My understanding is that the renegotiation has not started. The Government are undertaking a balance of competences review—a ridiculous name that nobody understands the meaning of—and are coming up with a list of items on which we will apparently renegotiate the terms of our membership. As far as I can tell, no chief negotiator has been appointed and renegotiation is not a Government policy but a Conservative party ambition.
The Liberal Democrats and the Labour party are doing their best to frustrate the private Member’s Bill introduced by my hon. Friend the Member for Stockton South (James Wharton), which promotes an EU referendum.
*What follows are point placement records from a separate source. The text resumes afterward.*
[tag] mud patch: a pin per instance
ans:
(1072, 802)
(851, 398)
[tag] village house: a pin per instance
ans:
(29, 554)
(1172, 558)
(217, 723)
I am not entirely convinced, because no member of the Government has yet clarified this, whether if that Bill were to succeed in the other place and become an Act, it would form part of Government policy. We wait to hear from the Liberal Democrats on that.
Can my hon. Friend help me in a related area? Is the target of cutting immigration from the hundreds of thousands to the tens of thousands Government policy, or is it merely an aspiration of our party because the Lib Dems do not agree?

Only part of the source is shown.